Henry’s eyes continue to reflect abject despair, but he answers, “They will begin inside while it is still cold and breach the outer walls as spring arrives.”

“Spring—now there is a glorious thought! I mean to spend the spring at Windsor, suckling this new babe in the shade of my gardens and directing the work there. You are not the only one with grand plans for a renovation, Henry.”

“And in celebration of your safe delivery, I will pay for your renovations,” Henry says, his looks lightening at last, “and you shall have another full-time gardener to order about. Will that please you?”

“Immensely. And when you come to visit, you can help me plant a tree for each among our brood. Trees that will by example inspire, with God’s help, our children’s little bodies to grow straight and true.”

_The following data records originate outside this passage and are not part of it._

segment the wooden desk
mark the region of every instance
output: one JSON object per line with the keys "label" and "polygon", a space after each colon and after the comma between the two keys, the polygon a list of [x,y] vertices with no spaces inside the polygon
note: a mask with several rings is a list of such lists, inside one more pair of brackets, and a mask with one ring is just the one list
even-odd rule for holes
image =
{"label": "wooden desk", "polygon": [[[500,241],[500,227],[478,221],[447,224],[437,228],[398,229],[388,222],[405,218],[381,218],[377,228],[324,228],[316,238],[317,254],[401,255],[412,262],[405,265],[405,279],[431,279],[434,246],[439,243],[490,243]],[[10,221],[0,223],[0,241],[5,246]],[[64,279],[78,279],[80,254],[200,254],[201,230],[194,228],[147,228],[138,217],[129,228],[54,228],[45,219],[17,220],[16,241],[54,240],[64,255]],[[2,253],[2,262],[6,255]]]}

IT IS ACCOMPLISHED! WE HAVE
a second son—an Edmund to join our Edward. My five-and-a-half-year-old prince, who returned to Windsor Castle immediately after Twelfth Night, sends a dutiful letter congratulating his father and me; or rather the head of my
son’s household writes and sends such a letter. It seems highly unlikely my son himself would be so effusive. With two younger sisters ensconced at Windsor with him, he is already savvy enough to know that babies take a while to make good playfellows, and until this baby is “good for something,” Edward is not likely to show much interest in him.

I look down at Edmund, nursing vigorously at my breast. The time before he will be old enough to run and play in Windsor’s gardens seems distant, but I know that it will pass with the speed of a hunter pursuing his falcon. What sort of boy will Edmund be? Doubtless he and Edward will be opposites. That is the way of children, no two alike, and already there is little in this second son that reminds me of my first. For one thing he is much smaller.

Well, never mind,
I think, stroking the side of his tiny face with my first finger.
I am sure that all the milk I can give and the pure air of Windsor will soon cure that
. And in any event, being opposites is no bar to being boon companions or the closest of friends. Marguerite and I are proof of that.